Falstaff and Bardolph are near Coventry, in the midlands. Falstaff sends Bardolph along ahead of him. Alone, Falstaff confides that in the conscription of soldiers, he has been cheating. He has allowed men of means to buy themselves out of military service, providing him with a profit. The soldiers that remain are a pathetic, ragged bunch, not fit for battle, or for anything. Falstaff has recruited some of them direct from prison.
Prince Hal and Westmoreland enter. They both comment on how pitiful Falstaff's men appear. Falstaff replies that his men will fill a grave as well as any other.

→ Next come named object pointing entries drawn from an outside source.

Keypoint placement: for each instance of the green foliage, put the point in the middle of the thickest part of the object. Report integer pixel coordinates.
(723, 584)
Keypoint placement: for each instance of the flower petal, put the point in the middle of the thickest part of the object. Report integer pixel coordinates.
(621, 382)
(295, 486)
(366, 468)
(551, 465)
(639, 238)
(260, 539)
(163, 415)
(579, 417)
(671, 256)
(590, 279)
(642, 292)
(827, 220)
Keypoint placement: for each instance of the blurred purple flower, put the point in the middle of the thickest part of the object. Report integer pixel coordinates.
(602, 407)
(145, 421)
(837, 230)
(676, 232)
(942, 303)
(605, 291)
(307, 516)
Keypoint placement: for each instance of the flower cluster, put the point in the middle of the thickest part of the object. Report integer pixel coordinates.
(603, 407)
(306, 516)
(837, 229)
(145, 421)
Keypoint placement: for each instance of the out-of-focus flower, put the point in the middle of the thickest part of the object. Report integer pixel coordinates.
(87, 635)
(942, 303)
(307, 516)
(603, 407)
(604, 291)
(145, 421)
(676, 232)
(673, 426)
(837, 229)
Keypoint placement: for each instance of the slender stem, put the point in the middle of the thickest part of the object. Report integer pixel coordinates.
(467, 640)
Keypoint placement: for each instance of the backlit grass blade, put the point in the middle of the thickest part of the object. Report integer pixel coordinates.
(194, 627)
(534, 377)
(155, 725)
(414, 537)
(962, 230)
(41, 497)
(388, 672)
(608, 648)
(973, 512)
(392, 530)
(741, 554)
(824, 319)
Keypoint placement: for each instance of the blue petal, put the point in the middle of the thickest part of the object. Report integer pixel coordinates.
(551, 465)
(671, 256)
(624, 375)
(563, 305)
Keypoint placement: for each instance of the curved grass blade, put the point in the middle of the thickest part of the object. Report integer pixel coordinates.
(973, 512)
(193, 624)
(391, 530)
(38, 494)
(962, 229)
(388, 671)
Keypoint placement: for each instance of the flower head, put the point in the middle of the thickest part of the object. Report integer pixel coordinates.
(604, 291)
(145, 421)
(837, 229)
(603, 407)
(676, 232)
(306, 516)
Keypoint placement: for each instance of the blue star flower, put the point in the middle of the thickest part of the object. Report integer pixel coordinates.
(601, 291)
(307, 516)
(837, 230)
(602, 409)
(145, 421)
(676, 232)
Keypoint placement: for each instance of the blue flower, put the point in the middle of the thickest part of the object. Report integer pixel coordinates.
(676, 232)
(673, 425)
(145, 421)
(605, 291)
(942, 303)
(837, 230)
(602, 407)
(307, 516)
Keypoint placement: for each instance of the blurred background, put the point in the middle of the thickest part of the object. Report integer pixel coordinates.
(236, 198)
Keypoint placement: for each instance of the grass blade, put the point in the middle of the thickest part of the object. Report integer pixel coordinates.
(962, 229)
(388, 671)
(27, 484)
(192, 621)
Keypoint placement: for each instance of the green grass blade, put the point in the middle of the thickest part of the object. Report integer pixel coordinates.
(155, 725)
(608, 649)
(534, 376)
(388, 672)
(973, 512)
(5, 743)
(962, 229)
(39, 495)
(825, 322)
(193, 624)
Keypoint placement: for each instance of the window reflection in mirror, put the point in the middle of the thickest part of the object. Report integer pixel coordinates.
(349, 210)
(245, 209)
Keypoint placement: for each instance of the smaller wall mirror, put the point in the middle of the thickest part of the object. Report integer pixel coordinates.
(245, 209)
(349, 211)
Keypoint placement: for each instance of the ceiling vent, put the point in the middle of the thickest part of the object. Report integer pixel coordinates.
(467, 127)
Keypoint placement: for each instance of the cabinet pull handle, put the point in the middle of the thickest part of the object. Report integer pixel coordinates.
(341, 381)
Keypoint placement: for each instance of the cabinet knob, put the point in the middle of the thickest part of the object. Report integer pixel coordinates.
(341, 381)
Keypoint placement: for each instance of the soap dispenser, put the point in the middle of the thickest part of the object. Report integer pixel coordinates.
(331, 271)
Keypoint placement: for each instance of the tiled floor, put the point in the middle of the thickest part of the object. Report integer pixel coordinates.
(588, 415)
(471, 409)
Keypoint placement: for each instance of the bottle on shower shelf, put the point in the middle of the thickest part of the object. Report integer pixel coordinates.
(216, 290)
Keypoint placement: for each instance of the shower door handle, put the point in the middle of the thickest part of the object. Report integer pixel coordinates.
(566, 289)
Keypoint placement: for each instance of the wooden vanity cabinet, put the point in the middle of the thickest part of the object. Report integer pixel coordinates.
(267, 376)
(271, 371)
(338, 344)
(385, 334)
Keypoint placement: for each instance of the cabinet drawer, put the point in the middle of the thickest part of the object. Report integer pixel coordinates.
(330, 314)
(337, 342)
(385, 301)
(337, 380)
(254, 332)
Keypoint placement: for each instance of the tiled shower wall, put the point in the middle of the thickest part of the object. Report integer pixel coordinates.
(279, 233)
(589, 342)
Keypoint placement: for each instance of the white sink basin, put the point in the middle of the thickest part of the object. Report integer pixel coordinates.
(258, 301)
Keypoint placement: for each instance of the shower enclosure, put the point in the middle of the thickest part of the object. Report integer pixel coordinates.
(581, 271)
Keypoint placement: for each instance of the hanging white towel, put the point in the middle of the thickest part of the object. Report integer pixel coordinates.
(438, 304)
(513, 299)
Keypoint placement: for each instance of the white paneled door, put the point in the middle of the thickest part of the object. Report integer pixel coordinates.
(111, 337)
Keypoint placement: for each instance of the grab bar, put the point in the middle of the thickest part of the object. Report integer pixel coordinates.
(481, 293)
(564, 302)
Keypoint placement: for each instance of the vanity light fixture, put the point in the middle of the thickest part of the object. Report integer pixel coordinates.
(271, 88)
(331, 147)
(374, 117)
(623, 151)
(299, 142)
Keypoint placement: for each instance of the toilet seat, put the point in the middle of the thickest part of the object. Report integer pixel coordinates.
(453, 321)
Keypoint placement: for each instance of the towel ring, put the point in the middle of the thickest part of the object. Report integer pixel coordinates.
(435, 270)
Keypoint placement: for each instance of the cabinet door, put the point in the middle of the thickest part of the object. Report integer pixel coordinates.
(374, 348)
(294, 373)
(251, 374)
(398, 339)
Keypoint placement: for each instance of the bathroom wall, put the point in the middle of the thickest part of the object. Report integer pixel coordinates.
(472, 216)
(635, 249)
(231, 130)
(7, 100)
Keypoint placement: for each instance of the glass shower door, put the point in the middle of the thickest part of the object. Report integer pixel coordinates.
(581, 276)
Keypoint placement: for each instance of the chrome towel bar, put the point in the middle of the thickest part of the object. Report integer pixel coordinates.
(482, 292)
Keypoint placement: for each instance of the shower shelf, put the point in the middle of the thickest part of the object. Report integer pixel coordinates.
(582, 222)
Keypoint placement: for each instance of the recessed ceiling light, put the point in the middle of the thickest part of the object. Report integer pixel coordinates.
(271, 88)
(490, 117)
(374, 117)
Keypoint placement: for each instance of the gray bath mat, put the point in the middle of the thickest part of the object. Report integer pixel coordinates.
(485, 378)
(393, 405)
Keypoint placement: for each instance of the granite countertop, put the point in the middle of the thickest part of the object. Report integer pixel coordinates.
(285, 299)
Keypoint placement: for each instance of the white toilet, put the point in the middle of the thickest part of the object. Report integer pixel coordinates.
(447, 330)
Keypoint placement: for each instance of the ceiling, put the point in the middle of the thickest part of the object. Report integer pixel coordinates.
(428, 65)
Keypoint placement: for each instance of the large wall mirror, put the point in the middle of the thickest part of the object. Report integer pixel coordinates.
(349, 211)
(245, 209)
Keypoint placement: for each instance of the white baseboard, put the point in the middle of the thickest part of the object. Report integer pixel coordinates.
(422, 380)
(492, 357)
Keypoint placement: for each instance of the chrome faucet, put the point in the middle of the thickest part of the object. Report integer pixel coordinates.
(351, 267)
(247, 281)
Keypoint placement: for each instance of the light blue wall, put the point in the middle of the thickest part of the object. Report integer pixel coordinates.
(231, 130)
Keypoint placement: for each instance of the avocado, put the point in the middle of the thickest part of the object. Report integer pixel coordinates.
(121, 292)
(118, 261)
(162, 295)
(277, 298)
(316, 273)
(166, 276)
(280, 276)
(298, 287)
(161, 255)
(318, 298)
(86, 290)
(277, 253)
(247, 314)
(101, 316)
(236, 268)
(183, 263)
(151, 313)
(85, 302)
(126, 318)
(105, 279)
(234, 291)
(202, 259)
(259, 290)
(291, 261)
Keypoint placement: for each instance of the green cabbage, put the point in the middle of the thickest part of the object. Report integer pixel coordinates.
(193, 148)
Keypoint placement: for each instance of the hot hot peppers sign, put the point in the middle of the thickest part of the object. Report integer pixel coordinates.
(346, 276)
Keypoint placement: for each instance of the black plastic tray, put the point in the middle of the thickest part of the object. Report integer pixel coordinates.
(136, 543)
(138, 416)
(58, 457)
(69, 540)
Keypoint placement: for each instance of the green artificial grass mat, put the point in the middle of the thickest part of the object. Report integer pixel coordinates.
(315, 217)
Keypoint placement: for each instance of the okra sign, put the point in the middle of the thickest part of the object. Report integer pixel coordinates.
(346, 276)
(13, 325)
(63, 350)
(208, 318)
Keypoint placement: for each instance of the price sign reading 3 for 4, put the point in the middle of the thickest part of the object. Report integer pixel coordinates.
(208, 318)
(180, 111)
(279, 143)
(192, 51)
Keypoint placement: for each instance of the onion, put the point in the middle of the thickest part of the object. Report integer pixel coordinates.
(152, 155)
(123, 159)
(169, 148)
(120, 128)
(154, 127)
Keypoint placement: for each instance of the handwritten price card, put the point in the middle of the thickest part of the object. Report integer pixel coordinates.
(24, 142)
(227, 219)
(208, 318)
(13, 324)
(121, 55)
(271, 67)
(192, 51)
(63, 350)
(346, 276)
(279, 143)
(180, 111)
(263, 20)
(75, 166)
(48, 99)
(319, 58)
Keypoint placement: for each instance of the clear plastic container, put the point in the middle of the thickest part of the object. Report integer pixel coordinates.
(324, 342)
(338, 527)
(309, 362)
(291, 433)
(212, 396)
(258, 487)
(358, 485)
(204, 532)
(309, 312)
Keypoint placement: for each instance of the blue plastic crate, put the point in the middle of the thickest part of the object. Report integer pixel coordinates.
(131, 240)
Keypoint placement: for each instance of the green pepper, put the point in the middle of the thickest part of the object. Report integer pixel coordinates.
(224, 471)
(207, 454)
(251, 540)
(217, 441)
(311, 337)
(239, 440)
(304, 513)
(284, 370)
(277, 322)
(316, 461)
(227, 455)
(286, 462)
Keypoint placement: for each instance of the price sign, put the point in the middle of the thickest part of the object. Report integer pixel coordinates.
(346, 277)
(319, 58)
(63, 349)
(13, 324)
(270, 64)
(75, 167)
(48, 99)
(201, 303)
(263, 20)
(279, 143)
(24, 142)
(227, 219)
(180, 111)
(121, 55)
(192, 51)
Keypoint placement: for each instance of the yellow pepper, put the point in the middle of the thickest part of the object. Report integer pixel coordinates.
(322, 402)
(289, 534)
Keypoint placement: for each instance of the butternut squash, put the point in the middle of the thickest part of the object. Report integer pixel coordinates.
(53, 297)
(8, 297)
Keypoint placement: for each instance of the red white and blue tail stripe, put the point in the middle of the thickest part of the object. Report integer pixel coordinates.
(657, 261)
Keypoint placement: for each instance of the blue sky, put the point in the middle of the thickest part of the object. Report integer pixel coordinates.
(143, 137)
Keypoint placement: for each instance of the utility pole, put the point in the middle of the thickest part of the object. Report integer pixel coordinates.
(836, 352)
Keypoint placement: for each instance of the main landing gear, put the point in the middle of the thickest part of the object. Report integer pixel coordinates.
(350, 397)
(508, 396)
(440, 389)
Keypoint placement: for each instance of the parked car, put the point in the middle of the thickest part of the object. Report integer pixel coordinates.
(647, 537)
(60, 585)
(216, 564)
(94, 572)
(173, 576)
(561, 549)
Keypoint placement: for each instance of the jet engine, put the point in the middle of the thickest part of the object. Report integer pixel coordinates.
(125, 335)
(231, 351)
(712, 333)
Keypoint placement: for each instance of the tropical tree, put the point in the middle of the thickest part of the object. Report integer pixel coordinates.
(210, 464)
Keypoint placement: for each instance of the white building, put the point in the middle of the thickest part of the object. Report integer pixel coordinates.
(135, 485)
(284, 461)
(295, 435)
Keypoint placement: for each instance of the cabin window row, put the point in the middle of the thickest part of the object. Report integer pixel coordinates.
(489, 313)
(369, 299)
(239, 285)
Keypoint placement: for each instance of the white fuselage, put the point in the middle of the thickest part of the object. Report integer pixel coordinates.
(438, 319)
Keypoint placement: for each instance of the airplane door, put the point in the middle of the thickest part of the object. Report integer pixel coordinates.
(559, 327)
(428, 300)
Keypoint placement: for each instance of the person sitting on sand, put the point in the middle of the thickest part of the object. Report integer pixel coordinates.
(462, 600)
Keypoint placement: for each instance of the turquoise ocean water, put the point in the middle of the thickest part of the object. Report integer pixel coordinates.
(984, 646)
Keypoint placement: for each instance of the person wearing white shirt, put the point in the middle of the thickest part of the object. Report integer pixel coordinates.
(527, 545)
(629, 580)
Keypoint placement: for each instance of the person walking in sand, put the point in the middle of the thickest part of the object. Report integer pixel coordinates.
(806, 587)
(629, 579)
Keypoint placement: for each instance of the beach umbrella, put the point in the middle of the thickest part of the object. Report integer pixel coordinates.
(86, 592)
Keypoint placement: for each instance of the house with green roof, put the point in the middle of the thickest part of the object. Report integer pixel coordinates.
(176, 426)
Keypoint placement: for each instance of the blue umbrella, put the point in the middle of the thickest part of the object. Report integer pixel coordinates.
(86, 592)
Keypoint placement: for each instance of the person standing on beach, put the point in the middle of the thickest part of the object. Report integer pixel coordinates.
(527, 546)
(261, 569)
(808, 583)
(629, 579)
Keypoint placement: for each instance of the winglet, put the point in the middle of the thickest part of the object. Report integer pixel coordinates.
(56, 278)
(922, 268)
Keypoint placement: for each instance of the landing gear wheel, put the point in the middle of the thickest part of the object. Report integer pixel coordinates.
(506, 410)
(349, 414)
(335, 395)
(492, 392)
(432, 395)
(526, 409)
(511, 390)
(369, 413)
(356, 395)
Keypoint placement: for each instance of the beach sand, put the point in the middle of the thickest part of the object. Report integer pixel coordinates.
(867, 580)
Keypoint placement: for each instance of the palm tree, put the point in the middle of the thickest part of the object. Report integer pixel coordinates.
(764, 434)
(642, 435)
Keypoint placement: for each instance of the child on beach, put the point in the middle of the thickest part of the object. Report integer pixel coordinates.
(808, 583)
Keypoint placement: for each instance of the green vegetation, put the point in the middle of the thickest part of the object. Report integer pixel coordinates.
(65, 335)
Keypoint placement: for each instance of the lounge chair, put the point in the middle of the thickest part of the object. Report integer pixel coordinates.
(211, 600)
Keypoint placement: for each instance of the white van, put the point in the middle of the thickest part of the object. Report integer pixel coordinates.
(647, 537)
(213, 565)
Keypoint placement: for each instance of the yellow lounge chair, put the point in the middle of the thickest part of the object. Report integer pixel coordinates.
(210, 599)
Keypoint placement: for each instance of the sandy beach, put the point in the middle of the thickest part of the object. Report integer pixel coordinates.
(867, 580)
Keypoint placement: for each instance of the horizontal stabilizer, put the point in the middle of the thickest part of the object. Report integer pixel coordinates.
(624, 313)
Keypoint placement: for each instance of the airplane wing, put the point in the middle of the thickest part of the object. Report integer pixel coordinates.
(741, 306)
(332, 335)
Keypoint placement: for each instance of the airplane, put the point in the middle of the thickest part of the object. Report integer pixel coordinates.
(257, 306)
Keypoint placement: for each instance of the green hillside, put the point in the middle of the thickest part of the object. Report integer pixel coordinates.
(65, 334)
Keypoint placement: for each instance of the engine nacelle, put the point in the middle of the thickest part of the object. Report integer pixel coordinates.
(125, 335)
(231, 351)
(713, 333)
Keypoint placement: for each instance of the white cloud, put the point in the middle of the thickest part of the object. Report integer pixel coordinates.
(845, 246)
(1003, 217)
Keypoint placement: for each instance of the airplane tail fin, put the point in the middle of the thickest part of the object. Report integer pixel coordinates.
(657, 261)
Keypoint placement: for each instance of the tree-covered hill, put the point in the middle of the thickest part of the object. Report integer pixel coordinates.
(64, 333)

As the Prince departs, he tells Falstaff to make haste to Shrewsbury.
Analysis
This scene reveals Falstaff in a poor light, hardly mitigated by his characteristic wit. He is profiteering from the war, and his recruitment practices are outrageous. He has no sense of the responsibility that a leader should have to his men. They are merely cannon fodder, and Falstaff does not care in the slightest. If the audience is still looking for a reason why the Prince must eventually free himself completely from Falstaff's influence, here it is.
The scene also gives a glimpse, in Falstaff's ragged men, of the lot of the common soldier in such a war. The leaders might talk of honor, or justice, or whatever is the most effective rallying cry, but for the ordinary foot soldier, the most likely result is a painful death in a war the rights and wrongs of which he is unable to judge.